I got a box of pillsbury funfetti cupcake mix but im not sure how to go about this. It says it makes 24 cupcakes on the box so should I add atleast 24grams so its about a gram per cupcake.

The way I read to do it would be taking butter or oil and putting the cannabis directly in it heating it for so long but not boiling then straining it. Can I not just put the cannabis ground up right into the mix so I can only make a few special cupcakes? Does useing cannabutter or oil just make it not taste like bud? whats the difference, is it more potent if you do cannabutter or oil over just putting ground up bud directly into the cupcake mix?

Thanks


----------



## Grandma Gudenhi (Jul 3, 2009)

The reason for saturating the oil/butter with THC is because it will get into your system better this way (I don't know why, it just does). 
Here's what I would do. Find out how much oil is needed for the recipe. Use butter instead. Melt your butter. Ground your pot. Mix the two. (If there is not enough liquid, you can add water, but then you will have to refrigerate after straining so you can seperate the water from butter and pour the water off). Heat with a very low heat for about an hour. Strain your pot out of the butter using a coffee filter, squeezing as much liquid out as possible. Remeasure your butter and add more (oil or butter) if it's needed for the recipe.
24 cupcakes? I would use 1/4 gram per cupcake.


----------



## Ellis D. Williams (Jul 3, 2009)

You use butter because the THC and other chemicals bond with the fats and such in the butter/oil so you're body can absorb them. If you just eat straight bud you're wasting pot. 

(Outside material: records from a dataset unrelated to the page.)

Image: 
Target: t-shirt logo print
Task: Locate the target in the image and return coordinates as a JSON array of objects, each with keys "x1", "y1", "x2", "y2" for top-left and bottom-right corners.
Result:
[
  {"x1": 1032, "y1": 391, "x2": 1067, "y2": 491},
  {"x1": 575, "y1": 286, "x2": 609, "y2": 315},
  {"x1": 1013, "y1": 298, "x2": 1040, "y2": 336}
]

GMa has the recipe down, definitely use as little water as possible b/c its a pain in the ass to separate the water and butter after the fact.


----------



## Grandma Gudenhi (Jul 4, 2009)

Ellis D. Williams said:


> .........definitely use as little water as possible b/c its a pain in the ass to separate the water and butter after the fact.


I leave mine in the frig until the butter gets really solid. Guess I should have added that to the recipe. Thanks for pointing that out.
I learned this trick while making big batches with trimmings. Lots of vegetation requires lots of extra water.


----------